The agreements cover cesspools at Kalaupapa National Historic Park, Hawai'i Volcanoes National Park, Pohakuloa Training Area, Kilauea Military Camp, state-owned and managed housing areas, parks and boating facilities, and Kaua'i County parks and facilities.

The five agencies are the National Park Service, U.S. Army, Housing and Community Development Corp. of Hawai'i, state Department of Land and Natural Resources and Kaua'i County.

A large-capacity cesspool is one that discharges untreated sewage from a multiple dwell-ing or a nonresidential location that serves 20 or more people on any given day, according to the EPA. The April 5 ban does not apply to single-family dwellings.

EPA officials announced the agreements at the Queen Emma Summer Palace, which is owned by the DLNR and sits near a gurgling stream. Peter Young, DLNR director, said the department will link the palace to the city sewer system.
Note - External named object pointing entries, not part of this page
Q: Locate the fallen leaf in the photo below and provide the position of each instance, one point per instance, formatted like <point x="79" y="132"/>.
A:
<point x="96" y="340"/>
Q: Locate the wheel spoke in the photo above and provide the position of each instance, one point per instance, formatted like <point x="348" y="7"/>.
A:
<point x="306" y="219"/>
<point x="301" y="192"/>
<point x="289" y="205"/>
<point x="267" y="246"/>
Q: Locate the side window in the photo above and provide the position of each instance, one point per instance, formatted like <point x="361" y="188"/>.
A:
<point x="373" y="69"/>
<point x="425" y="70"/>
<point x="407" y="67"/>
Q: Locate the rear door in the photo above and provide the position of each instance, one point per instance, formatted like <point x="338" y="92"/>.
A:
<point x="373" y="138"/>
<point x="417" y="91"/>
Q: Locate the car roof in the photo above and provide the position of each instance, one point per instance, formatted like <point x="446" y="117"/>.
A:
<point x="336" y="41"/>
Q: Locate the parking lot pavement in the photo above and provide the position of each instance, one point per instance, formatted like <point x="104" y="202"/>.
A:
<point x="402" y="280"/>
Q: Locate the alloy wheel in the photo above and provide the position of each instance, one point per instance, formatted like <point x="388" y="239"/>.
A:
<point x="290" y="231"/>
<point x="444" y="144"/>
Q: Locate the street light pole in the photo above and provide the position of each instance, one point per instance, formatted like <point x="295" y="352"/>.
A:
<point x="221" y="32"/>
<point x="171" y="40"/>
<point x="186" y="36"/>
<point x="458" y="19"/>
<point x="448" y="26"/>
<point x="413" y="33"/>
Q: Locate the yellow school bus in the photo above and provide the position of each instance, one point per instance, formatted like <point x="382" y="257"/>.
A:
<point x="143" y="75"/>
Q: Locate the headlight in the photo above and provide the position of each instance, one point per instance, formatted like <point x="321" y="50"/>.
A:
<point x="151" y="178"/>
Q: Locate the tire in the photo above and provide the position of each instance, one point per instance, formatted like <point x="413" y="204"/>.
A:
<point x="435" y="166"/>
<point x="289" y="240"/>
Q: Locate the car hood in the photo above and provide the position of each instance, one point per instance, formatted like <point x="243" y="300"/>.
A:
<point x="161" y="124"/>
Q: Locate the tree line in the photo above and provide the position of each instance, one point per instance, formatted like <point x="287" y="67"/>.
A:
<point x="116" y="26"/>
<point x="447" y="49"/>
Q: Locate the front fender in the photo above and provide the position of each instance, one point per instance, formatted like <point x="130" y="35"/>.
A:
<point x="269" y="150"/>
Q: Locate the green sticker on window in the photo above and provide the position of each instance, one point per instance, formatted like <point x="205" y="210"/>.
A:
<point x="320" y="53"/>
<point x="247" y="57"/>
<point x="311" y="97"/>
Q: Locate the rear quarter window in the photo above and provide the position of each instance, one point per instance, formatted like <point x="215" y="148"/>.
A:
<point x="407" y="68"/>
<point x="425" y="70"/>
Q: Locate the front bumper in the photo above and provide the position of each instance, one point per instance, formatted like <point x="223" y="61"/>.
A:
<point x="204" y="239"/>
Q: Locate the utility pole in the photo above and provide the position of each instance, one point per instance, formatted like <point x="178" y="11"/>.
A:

The palace cesspool is one of 60 used by the agency. Under the agreement with the EPA, all of them must be closed by June 30, 2009, Young said. This will cost the state $16.5 million.

So far, lawmakers have given DLNR about $9 million to make the change, he said. Young hopes the rest will be approved by the Legislature this session, but if it isn't, he does not anticipate fines from the EPA.

"We'll make a significant dent," Young said. "The EPA knows we have a pending request with the Legislature and that we have had support in the past."

EPA officials are encouraging those who still use large-capacity cesspools to come forward, promising yesterday that they would review each case for a possible consent agreement rather than impose fines immediately. But Nastri noted that the agency has engaged in an outreach program for several years.

"If there are those who think 'I don't need to do this' and they come to our attention, they need to know there are penalties," Nastri said. "I don't want to rule anything out. But clearly, if their intention is not to be in compliance, that's an issue."

So far, the EPA has only signed consent agreements with the owners of four private apartment complexes in Kailua — Coral Apartments, Kailua Arms & Windward Apartments, Kailua Palms and Town & Country Apartments. Each owner also received an $11,000 fine.

"Because of their proximity to the coast, the cesspools are going into the groundwater," said John Kemmerer, associate director of the water division for EPA's Region 9. "Most of Kailua is on the sewer system but these, unfortunately, were not."

Kemmerer said more consent agreements with private owners are likely.

"We need to look at those responsible and what they have done to try to comply with the ban and how serious the environmental threat is," Kemmerer said.